Sunday, March 15, 2015


SCOTUS: State rights good; Human rights bad?

Justices fret over coercing states while endlessly menacing individuals

At last week’s Supreme Court oral arguments on the Affordable Care Act, several justices questioned whether a verdict against Obamacare would be "unconstitutionally coercive" to state governments that did not create health care exchanges. Justice Sonia Sotomayor fretted that such a ruling could result in "intruding on the federal-state relationship." The Supreme Court is sometimes hypersensitive about the rights of state governments at the same time it rubber-stamps the destruction of the rights of private citizens.

For instance, the Affordable Care Act trounces freedom by giving the Internal Revenue Service the right to heavily fine individuals who do not purchase federally approved insurance policies, canceling millions of individuals’ insurance policies, entitling the Health and Human Service Department to outlaw many low-cost health insurance options, and compelling individuals and businesses to subsidize other people’s abortions and contraception.

Unfortunately, this is typical of the oppressive practices the Supreme Court has countenanced in recent decades:

In 2005, the Supreme Court blessed condemning private homes under eminent domain authority so local politicians could redistribute the land to favored businesses. Previous Supreme Court rulings empowered local governments to raze entire neighborhoods based on shadowy aesthetic considerations with no relation to public safety.

Supreme Court decisions on asset forfeiture have helped police confiscate cars, cash and other property from scores of thousands of Americans without a criminal conviction. The nationwide epidemic of legalized looting became so embarrassing that Attorney General Eric Holder recently promised to curb the abuses.

In 1982, the Supreme Court entitled government agents to intrude onto private land without a warrant as long as they did not venture into areas where individuals were involved in "intimate activities" (i.e., nudist camps). The resulting "open fields" doctrine often makes it practically impossible to convict a government agent of trespassing.

The Supreme Court has failed to curb the federally funded militarization of police and the profusion of no-knock raids across the nation. Instead, the court has continually granted new powers to law enforcement, such as its 2001 decision sanctifying the arrest of a Texas mother whose only crime was that her child wasn’t seat-belted during a short drive. Even though Texas law did not authorize arrests for seat -belt violators, the court upheld handcuffing the mother to avoid creating a "systematic disincentive to arrest" people for even "very minor criminal" offenses. Since almost everybody is violating some arcane government edict, the court practically gave lawmen the prerogative to jail whom they pleased.

The court has turned a blind eye to almost all the civil liberties abuses of the war on terror. The court has done nothing to curb the Obama administration’s crackdown on journalists and whistleblowers. The court has refused to accept any case challenging the Transportation Security Administration’s whole-body scanners that take explicit "birthday suit" photos of almost every airline passenger.

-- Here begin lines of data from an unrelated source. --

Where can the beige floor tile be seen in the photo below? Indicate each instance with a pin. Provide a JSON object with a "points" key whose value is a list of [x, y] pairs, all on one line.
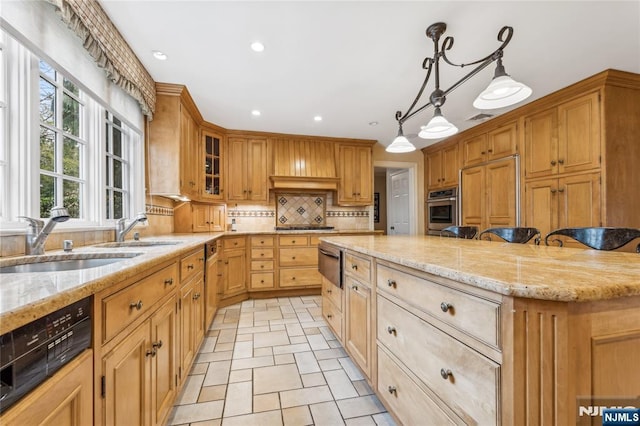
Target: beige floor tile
{"points": [[340, 385], [297, 416], [191, 390], [212, 393], [326, 413], [284, 359], [305, 396], [244, 363], [217, 373], [240, 375], [270, 418], [313, 379], [266, 402], [289, 349], [306, 362], [272, 338], [239, 399], [360, 406], [276, 378], [196, 412]]}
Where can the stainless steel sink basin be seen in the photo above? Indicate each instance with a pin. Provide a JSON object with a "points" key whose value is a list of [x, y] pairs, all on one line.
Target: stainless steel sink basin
{"points": [[149, 243], [62, 262]]}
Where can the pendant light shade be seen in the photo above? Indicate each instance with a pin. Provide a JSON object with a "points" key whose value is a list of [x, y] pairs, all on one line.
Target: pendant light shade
{"points": [[438, 127], [400, 144]]}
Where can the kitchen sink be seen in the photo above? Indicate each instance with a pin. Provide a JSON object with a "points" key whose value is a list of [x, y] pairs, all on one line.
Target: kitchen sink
{"points": [[62, 262], [150, 243]]}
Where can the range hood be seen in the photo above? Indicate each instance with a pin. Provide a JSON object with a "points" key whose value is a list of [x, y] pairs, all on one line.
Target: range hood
{"points": [[304, 164]]}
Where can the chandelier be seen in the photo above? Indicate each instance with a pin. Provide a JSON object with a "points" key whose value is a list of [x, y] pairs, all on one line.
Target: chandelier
{"points": [[502, 91]]}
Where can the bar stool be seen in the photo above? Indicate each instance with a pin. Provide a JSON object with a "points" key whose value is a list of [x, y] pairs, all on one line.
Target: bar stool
{"points": [[512, 235], [466, 232], [598, 238]]}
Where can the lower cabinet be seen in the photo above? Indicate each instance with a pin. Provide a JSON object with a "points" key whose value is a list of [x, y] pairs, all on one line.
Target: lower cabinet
{"points": [[65, 399]]}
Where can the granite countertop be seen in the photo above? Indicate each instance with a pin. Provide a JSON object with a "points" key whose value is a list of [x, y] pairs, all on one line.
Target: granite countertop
{"points": [[520, 270]]}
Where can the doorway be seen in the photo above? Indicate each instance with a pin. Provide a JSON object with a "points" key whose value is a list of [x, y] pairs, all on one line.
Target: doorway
{"points": [[395, 193]]}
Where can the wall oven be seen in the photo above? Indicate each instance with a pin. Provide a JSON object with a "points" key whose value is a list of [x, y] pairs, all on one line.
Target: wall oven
{"points": [[442, 210]]}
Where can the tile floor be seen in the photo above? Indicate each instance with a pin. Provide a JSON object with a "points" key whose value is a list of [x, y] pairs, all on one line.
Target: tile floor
{"points": [[275, 362]]}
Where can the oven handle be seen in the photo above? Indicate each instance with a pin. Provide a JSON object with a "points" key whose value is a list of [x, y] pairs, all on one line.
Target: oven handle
{"points": [[326, 253]]}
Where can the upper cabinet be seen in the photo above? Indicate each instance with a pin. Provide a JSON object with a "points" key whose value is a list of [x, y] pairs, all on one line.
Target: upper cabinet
{"points": [[174, 144], [355, 170], [565, 138], [247, 178]]}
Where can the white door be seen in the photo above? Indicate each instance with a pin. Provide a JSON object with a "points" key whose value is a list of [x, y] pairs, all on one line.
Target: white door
{"points": [[399, 207]]}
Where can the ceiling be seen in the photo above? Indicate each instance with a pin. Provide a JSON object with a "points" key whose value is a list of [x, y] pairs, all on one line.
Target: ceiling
{"points": [[357, 62]]}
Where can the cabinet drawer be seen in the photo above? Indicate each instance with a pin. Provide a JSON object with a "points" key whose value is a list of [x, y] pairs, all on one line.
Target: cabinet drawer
{"points": [[266, 253], [262, 265], [468, 313], [233, 243], [191, 264], [358, 267], [123, 307], [261, 241], [262, 280], [332, 292], [333, 316], [404, 397], [293, 240], [296, 277], [465, 380], [301, 256]]}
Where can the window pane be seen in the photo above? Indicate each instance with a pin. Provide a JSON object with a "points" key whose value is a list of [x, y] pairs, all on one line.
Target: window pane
{"points": [[47, 70], [71, 158], [70, 115], [71, 198], [47, 149], [117, 173], [47, 102], [71, 87], [118, 208], [47, 195], [117, 142]]}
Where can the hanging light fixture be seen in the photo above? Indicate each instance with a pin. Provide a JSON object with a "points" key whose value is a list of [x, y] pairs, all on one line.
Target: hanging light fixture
{"points": [[501, 92]]}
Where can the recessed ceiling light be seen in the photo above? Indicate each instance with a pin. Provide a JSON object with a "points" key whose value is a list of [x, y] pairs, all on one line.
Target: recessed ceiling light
{"points": [[159, 55], [256, 46]]}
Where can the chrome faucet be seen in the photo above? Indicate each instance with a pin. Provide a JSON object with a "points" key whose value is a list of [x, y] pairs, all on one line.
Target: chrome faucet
{"points": [[122, 229], [38, 231]]}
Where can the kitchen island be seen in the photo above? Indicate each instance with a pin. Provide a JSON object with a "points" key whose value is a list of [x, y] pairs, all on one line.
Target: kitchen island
{"points": [[467, 331]]}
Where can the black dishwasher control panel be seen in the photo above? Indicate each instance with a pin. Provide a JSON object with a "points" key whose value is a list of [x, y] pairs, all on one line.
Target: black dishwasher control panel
{"points": [[35, 351]]}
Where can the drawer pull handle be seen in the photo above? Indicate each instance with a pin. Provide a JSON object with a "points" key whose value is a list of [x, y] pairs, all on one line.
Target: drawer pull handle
{"points": [[445, 306]]}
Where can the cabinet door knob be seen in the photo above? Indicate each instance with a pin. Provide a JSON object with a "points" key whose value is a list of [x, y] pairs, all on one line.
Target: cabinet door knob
{"points": [[445, 306], [445, 373]]}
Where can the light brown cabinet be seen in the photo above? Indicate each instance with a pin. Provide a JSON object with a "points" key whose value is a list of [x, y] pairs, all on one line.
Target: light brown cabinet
{"points": [[174, 144], [247, 178], [488, 196], [492, 145], [442, 166], [65, 399], [355, 170], [198, 217], [564, 139]]}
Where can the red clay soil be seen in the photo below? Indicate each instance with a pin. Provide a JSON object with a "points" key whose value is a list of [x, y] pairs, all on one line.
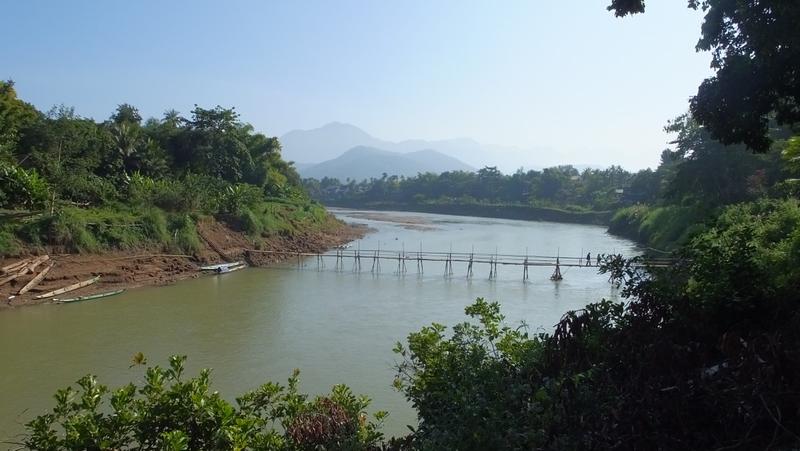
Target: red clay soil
{"points": [[151, 267]]}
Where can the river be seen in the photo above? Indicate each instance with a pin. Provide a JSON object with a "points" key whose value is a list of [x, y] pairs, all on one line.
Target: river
{"points": [[260, 323]]}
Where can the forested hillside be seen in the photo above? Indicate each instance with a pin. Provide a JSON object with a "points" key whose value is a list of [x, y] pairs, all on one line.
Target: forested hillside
{"points": [[86, 186], [563, 187], [698, 177]]}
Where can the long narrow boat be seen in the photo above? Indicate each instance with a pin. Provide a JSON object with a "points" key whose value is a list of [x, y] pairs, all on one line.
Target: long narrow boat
{"points": [[220, 266], [231, 268], [68, 288], [89, 297]]}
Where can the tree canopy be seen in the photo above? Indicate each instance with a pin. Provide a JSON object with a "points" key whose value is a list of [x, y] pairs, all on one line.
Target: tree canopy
{"points": [[756, 55]]}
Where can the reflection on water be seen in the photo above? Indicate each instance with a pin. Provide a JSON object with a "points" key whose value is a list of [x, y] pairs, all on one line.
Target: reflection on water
{"points": [[260, 323]]}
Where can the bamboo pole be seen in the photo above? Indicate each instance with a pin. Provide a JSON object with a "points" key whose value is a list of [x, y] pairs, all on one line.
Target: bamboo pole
{"points": [[35, 281], [68, 288]]}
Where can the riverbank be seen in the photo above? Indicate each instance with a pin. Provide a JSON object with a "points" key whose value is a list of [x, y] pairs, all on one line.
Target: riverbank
{"points": [[521, 212], [148, 267]]}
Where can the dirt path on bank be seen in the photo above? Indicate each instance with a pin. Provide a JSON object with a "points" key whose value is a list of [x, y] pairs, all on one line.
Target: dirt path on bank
{"points": [[148, 267]]}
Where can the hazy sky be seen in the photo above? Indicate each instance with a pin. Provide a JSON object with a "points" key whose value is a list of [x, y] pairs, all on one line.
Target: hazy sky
{"points": [[563, 78]]}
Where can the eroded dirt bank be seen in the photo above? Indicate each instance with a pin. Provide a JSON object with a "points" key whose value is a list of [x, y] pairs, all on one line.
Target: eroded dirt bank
{"points": [[147, 267]]}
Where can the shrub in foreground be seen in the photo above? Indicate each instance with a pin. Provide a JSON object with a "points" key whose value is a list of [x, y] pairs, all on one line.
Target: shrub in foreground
{"points": [[171, 412]]}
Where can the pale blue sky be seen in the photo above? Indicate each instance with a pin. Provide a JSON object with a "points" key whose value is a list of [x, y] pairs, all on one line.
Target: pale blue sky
{"points": [[564, 79]]}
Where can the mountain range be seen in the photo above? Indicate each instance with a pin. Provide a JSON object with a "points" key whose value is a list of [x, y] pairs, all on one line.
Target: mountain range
{"points": [[363, 162], [345, 151]]}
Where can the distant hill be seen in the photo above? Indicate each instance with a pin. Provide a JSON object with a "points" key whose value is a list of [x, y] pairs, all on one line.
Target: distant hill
{"points": [[332, 140], [363, 162]]}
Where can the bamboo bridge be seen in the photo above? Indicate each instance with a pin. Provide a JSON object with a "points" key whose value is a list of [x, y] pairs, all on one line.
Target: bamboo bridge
{"points": [[360, 260]]}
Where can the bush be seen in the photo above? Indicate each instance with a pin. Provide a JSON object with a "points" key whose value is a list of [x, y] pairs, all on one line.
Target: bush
{"points": [[172, 413], [702, 355], [68, 228], [185, 237], [9, 245], [21, 188]]}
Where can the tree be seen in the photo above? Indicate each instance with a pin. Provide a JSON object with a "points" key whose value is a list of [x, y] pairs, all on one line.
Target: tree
{"points": [[756, 55], [126, 114]]}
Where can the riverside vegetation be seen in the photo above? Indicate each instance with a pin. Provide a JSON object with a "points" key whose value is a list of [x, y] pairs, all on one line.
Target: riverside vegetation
{"points": [[125, 183], [702, 355]]}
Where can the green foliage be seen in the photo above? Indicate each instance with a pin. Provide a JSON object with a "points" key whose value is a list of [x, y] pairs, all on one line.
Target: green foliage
{"points": [[185, 237], [68, 228], [9, 244], [129, 176], [755, 56], [702, 355], [20, 188], [172, 412], [561, 187]]}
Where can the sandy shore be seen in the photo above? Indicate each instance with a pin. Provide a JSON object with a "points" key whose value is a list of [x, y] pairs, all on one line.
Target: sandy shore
{"points": [[147, 267], [408, 222]]}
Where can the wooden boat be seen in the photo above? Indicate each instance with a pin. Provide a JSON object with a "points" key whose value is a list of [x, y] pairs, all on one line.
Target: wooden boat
{"points": [[26, 268], [68, 288], [221, 266], [231, 268], [89, 297], [15, 266]]}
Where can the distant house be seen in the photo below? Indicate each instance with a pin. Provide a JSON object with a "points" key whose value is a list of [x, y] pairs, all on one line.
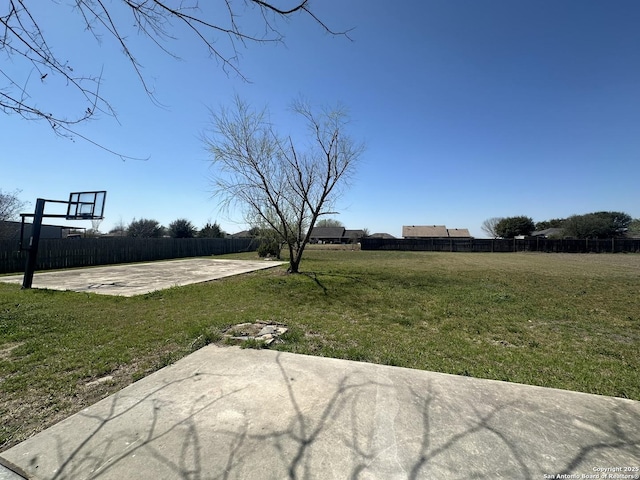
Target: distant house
{"points": [[327, 235], [242, 234], [353, 236], [335, 235], [433, 231], [548, 233], [382, 235]]}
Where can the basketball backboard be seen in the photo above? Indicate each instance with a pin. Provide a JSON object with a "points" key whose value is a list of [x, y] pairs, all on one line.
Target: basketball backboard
{"points": [[86, 205]]}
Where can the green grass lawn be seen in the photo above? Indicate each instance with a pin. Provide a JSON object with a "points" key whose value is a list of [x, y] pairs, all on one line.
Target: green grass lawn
{"points": [[555, 320]]}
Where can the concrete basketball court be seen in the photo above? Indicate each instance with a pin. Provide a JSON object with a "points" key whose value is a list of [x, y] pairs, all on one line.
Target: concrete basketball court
{"points": [[227, 413], [139, 278]]}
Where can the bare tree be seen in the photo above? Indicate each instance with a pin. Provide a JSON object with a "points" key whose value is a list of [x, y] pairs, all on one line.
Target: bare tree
{"points": [[35, 65], [489, 226], [275, 182]]}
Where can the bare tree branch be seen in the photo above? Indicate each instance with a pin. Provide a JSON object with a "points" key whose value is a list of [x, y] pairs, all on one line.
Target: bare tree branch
{"points": [[273, 181], [25, 45]]}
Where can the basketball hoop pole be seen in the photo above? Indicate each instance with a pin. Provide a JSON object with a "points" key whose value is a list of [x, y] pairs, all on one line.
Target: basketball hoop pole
{"points": [[34, 241], [78, 202]]}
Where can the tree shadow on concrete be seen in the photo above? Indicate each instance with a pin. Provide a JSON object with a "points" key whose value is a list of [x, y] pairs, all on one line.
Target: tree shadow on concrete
{"points": [[367, 425]]}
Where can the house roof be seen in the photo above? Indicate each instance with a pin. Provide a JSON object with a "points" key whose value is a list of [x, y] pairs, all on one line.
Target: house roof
{"points": [[327, 232], [242, 234], [354, 233], [458, 232], [424, 231], [547, 232], [381, 235]]}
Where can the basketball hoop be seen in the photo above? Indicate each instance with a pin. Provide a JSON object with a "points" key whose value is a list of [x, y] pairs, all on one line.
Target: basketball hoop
{"points": [[80, 206]]}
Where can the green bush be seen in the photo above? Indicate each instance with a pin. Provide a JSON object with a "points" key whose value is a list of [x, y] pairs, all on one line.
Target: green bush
{"points": [[269, 248]]}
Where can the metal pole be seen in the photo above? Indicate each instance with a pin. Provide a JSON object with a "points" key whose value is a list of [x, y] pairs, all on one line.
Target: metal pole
{"points": [[30, 267]]}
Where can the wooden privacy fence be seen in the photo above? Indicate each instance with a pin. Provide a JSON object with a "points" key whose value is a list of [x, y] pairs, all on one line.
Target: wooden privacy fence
{"points": [[610, 245], [85, 252]]}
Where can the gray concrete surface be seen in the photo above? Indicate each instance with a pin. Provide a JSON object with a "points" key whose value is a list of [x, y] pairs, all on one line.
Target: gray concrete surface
{"points": [[139, 278], [260, 414]]}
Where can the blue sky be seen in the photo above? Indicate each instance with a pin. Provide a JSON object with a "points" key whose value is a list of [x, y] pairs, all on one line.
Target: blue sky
{"points": [[470, 110]]}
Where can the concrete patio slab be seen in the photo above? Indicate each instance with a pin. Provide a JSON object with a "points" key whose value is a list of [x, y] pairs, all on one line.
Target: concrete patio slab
{"points": [[223, 412], [139, 278]]}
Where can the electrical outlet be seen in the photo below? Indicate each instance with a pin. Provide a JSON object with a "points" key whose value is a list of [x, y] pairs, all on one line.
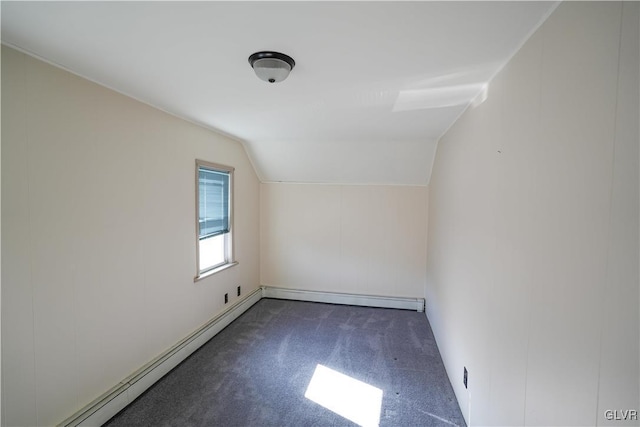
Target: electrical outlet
{"points": [[466, 375]]}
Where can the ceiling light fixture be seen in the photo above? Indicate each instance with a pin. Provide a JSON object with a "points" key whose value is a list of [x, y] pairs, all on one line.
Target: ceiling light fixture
{"points": [[271, 67]]}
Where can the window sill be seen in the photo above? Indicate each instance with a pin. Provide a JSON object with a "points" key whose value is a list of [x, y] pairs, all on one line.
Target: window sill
{"points": [[214, 271]]}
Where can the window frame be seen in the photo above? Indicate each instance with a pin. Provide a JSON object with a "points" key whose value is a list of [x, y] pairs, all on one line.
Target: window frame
{"points": [[229, 246]]}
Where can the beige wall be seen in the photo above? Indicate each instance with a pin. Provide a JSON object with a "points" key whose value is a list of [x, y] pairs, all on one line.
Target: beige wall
{"points": [[98, 243], [533, 229], [368, 240]]}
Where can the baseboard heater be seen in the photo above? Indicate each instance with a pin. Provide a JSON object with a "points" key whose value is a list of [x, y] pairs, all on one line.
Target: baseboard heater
{"points": [[416, 304], [113, 401]]}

Nine years after revelations that the National Security Agency was illegally commandeering Americans’ email and phone records, the court has done nothing to curb an abuse far worse than the British "general warrants" that helped provoke the American Revolution. In a 2013 decision, the court effectively absolved warrantless federal spying on citizens because the victims could not prove they had been spied on — a ludicrous precondition for objecting to a secret surveillance regime.

Even when the feds have clearly violated a statute such as the Anti-Torture Act, the court either refuses to accept key cases or effectively grants immunity to all the officials involved in breaking the law. The court’s acquiescence makes it far easier for agencies to cover up outrageous conduct that would shock Americans if it was exposed.

Supreme Court decisions have helped Congress and multiple presidents camouflage the arbitrary federal fiats that increasingly domineer Americans’ lives. The Supreme Court has granted federal agencies vast sway over private companies by pretending that racial hiring quotas are not coercive. Instead, they are merely "goals and timetables — regardless of whether bureaucrats ravage companies that fail to hire and promote by race and gender.

America’s prisons are overflowing in part because the Supreme Court has objected to few of the 4,500-plus criminal statutes Congress enacted. Thanks to the threat of ruinous mandatory minimum penalties, 97 percent of defendants plead guilty. As Justice Antonin Scalia noted in a 2012 dissent, the current system "presents grave risks of prosecutorial overcharging that effectively compels an innocent defendant to avoid massive risk by pleading guilty to a lesser offense."

The Supreme Court will likely rule on the Obamacare case in June. Does the court believe that unlimited coercion of citizens is OK but that any pressuring of state governments is a cardinal sin? If the court saves Obamacare to avoid "unconstitutionally coercing" state governments, it will be another milepost on the Supreme road to serfdom.